Ce traitement , en période hors couvain alors que les varroas sont agripés aux abeilles, permet une lecture du nombre de varroas phorétiques tombés (adultes mères sur abeille), dans une fourchette d’efficacité appréciée par expérience entre 50 et 90 %.
Il n’est bien sûr pas suffisant en tant que traitement complet et s’inscrit dans un profil de lutte anti-varroa annuel, qui sous-entend une action plus curative et opportune suivant les résultats.

Application et méthode

A la fin du traitement anti-varroa, les lanières mises en place 10 semaines auparavant (selon les consignes du vétérinaire conseil du GDSA) seront retirées en temps voulu. Un contact prolongé avec la molécule active est néfaste et favorise l’accoutumance des acariens rescapés.

Le produit employé est le Taktic à 12.5 % d’Amitraze. Les quantités précises sont 0.5 ml qui représentent une dizaine de gouttes (soit la moitié d’une seringue standard de 1 ml). La mesure à la seringue est plus précise, car elle n’est pas sujette aux variations des compte gouttes.
Cette quantité (10 gouttes) est répartie sur un lange préalablement graissé (saindoux, margarine) et étendue avec un pinceau neuf ou réservé à cet effet.
Mettre des gants, pratiquer dans un endroit bien aéré, retourner les langes face contre face, les empiler pour le transport et introduire dans les ruches la même journée (aucun stockage).

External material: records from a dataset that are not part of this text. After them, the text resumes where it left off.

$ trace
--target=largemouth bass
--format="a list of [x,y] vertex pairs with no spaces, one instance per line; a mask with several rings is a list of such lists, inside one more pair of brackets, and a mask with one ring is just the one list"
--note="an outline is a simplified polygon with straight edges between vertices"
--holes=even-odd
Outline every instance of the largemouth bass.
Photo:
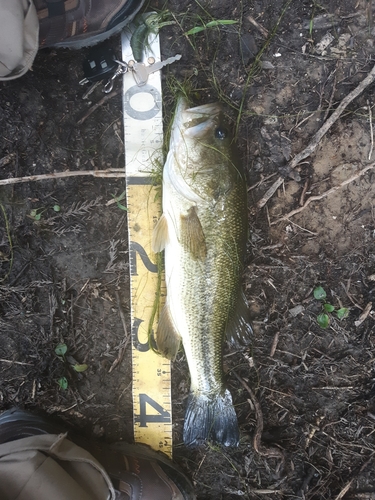
[[223,384],[223,341],[243,345],[252,330],[241,289],[247,193],[231,142],[218,103],[178,101],[152,242],[155,252],[165,250],[167,287],[156,344],[174,359],[182,340],[191,378],[183,439],[192,446],[239,442]]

Il est bon de préciser quelques notions sur l’aspect mécanique du principe d’action :
Les lanières Apivar agissent par contact, en relarguant en petite quantité le produit sur les abeilles qui se déplacent sur ces lanières. Le produit actif enfermé dans la matière plastique n’agit pas ou très peu par évaporation (long terme).
La méthode des lanières carton agit par contact et évaporation (moyen terme).
La méthode des 10 gouttes sur lange agit par évaporation (court terme). Elle a aussi une action de contact sur les abeilles qui touchent le lange bien sûr, mais le choc est trop violent et peut faire subir quelques pertes aux abeilles.

Rappel important

Si le lange est placé dans la ruche sur le plateau, la lecture est impérative 24h après et le lange enlevé.
Si le lange est placé hors ruche sous le plateau grillagé, la lecture peut se faire 2 à 3 jours après, les abeilles ne sont pas en contact et l’efficacité reste très bonne.

Autre rappel

De nombreux paramètres interviennent pour bien assimiler les différences entre l’infestation varroa et la pression pathogène de varroa sur les abeilles :

  • l'essaimage ou l'élevage au printemps ;
  • les différents traitements de dépistage effectués ;
  • les types de traitements en fin d’été ;
  • la reprise automnale du couvain et continuité ou non du couvain estival ;
  • les miellées d’automne ;
  • les périodes de climat doux ou persistance du froid ;
  • l’état des colonies avec des effets synergiques pathogènes d’autres pathologies ;
  • la résistance des souches…

Ce type de traitement ponctuel au Taktic permet une photographie immédiate de la pression varroa dans la ruche, qu’il est impératif de corréler avec l’historique annuel (saisonnier) de la lutte anti-varroa de ces mêmes ruches. Le nombre de varroas décrochés est seulement indicateur, les cotes d’alertes diffèrent selon la période calendaire.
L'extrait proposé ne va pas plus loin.